I nod and tell them I don’t know that much about the Salton Sea, which prompts Rosemary to go all teacher on me.

“You have to understand,” she says with earnest brown eyebrows, “this is a rich agriculture area. Every year, runoff and insecticide go into the lake. It used to be rich with fish, but they’re dying. And because the fish are dying, the birds are losing their homeland. This is on the Pacific Flyway. Over 600 species of birds depend on the lake. But the paths are diminishing because the lake is dying.”

Gulls or little shore birds wing through the air in the distance. “I came here to poke around,” I say. I’m still nervous in this space, not wanting to be too nosy, and my words come out haltingly. “I knew the Salton Sea was an apocalyptic desert. But I didn’t know about the birds.”

“In the 50s in the 60s, the Salton Sea was the land of swimming and diving and beauty contests. Frank Sinatra and Sammy Davis Junior played here!” Hunter says in a high-spirited voice. “The parties! The boats!”

“It was a vital community. It was a destination!” Rosemary cries.

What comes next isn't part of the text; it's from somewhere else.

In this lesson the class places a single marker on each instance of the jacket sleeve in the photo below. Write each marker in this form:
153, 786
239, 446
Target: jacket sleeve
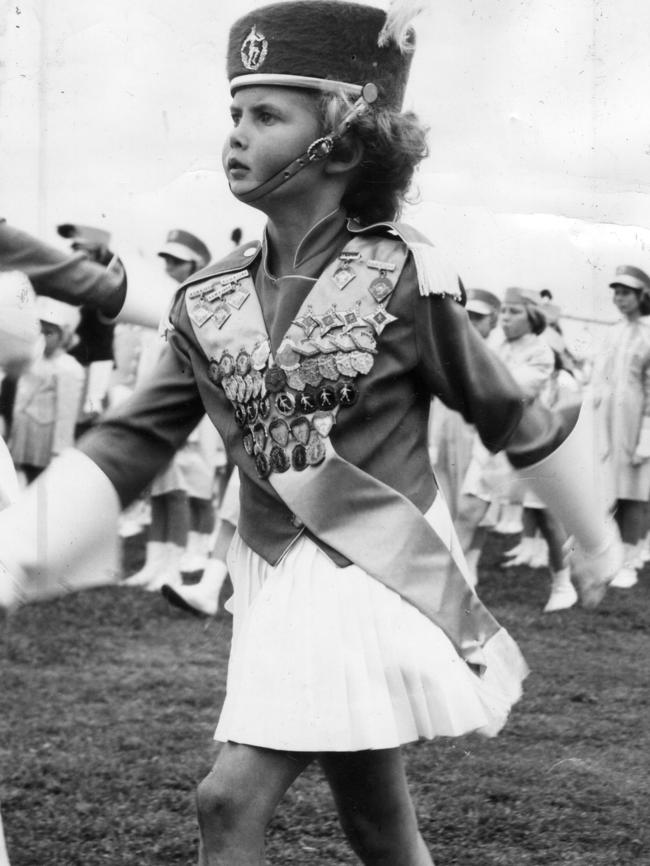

“I came from Mecca,” I say, hoping, I suppose, to let them know that the Salton Sea, for all its rewilding potential, still is a destination. “I mean, just the names here. ‘Mecca’ says it all.” I tell them I’m at an environmental history conference. “There’s a conference trip to the Joshua Tree today, and I’m like, yeah Joshua Tree sounds interesting, but the Salton Sea sounds so much more—”

“It’s been drying up for 10 years,” Rosemary cuts me off. “You can see the pile-ons are stranded. Even five years ago it wasn’t this low. The whole valley will be uninhabitable if it dries up! The school district at the south end has the highest rate of asthma in the country. In the country! It’s an environmental disaster.”

“The first time I came here 35 years ago, there were still hotels and restaurants almost down to the water,” Hunter says, a cord of sadness in his voice. “I’ve watched it slowly—” He stops. He can’t find words. He brushes his hair back from his eyes and gazes at the sculpture.

We’re silent for a long minute and then someone calls to them from the parking area. “We gotta run,” says Rosemary.

After they drive away, I walk the beach again and make some photographs. I came here expecting to find utter ruin. Instead, I discovered something like hope. I feel connected to the rubbish, the discarded, the garbage in a strange way. Maybe because it is human-made, and because it is falling back into the land. Because people care enough to hold art festivals and make bird and fish memorials.

I make my way back to the memorial. The stench is gone, or I’ve grown used to it. I sit on the sand mixed with tilapia bones and who knows what else. “At one point the white pelicans would winter here and there were literally thousands and thousands and thousands,” I remember Hunter saying. I can’t get that image—miles of black-tipped white wings—out of my mind. Sun lights on the pottery until it seems dreamlike, a vision, a portal to the rewilded.